The yield of the Thailand 10-year government bond tanked another 3.15% for the week, to close at 2.15% on Friday. The yield spread between the Thailand 10-year bond and the benchmark U.S. 10-year Treasury Note, yielding at 1.598% on Friday, narrowed to 0.552 percentage points.
Stronger-than-expected growth in the first-half of this year prompted the Manila-based Asian Development Bank
(ADB) to raise its Thailand economic growth forecast for 2016 on Tuesday to 3.2%, from 3% previously forecasted in March. Following the ADB’s move, Kasikorn Research Center (K-Research) raised its GDP forecast for 2016 on Thursday to 3.3%, from 3% previously, on anticipation that the recovery momentum will continue into the second-half, according to the Bangkok Post.
Despite the upbeat economic outlooks, the SET downside risks still remain, as Credit Suisse and Kasikornbank see the
USD/THB exchange rate at 35.50 baht per dollar by the year-end, according to a Bangkok Post report this week. Both forecasts are in-line with a Bloomberg survey showing that the baht is expected to weaken to 35.40 baht per dollar by year-end. The baht has risen 4.0% year-to-date against the
USD, due to the capital inflows into the Thai stock and bond markets.
Shares of big Thai banks with substantial exposure to foreign markets, including Siam Commercial Bank PCL
(SET:SCB) and Bangkok Bank PCL (SET:BBL), tumbled 2.95% and 2.69% for the week, respectively, along with troubled Frankfurt-based Deutsche Bank A.G.
Shares of PTT PCL (SET:PTT) and PTT Exploration and Production PCL (SET:PTTEP), outperformed compared to the SET index, up 1.80% and 0.93%, respectively for the week, along with crude prices. The WTI crude price surged 8.45% for the week to close at $48.24 per barrel, while the Brent crude spot price jumped 7.52% to close at $50.05 per barrel, after Reuters reported on Wednesday from Algeria that OPEC agreed to reduce its output to a range of 32.5-33.0 million barrels per day (bpd) from the current output at 33.24 million bpd, or a decrease of about 700,000 bpd.
There are few details available as to how much each OPEC member will produce until the next formal meeting in Vienna on November 30, when an invitation to join the cuts could also be extended to non-OPEC countries such as Russia. Some analysts believe that the actual cut would be much smaller, potentially less than 500,000 bpd.
According to CNBC, the OPEC deal to cut oil production may provide a short-term support for prices, but chances are it won't change the supply outlook much, said Goldman Sachs in a research note to investors. "If this proposed cut is strictly enforced and supports prices, we would expect it to prove self-defeating medium term with a large drilling response around the world," Goldman's analysts said.
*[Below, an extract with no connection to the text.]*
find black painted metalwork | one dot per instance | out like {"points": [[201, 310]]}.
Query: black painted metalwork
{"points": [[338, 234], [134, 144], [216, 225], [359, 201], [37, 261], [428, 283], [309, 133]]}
The investment bank was sticking with its forecasts of $43 a barrel for WTI crude at the end of this year, and $53 a barrel in 2017.
The EIA weekly U.S. oil inventory report on Wednesday showed another decrease of 1.96 million barrels to 502.7 million barrels, excluding the Strategic Petroleum Reserve, in the week ending September 23, compared to S&P Global Platts analysts’ expectations for a rise of 3.2 million barrels. The American Petroleum Institute (API) inventory data on Tuesday showed a U.S. crude inventory decrease of 752,000 barrels.
Separately, the EIA said the weekly U.S. crude oil production decreased by 15,000 bpd for the week ending September 23, 2016, to 8.497 million bpd. Weekly U.S. crude oil output has fallen about 11.58% from the peak level of 9.61 million bpd during the week ending June 5, 2015. Houston-based oilfield services company Baker Hughes Inc. said on Friday that the U.S. oil rig count rose by 7 to 425, compared to 316, when the rig count hit the low on June 6, 2016.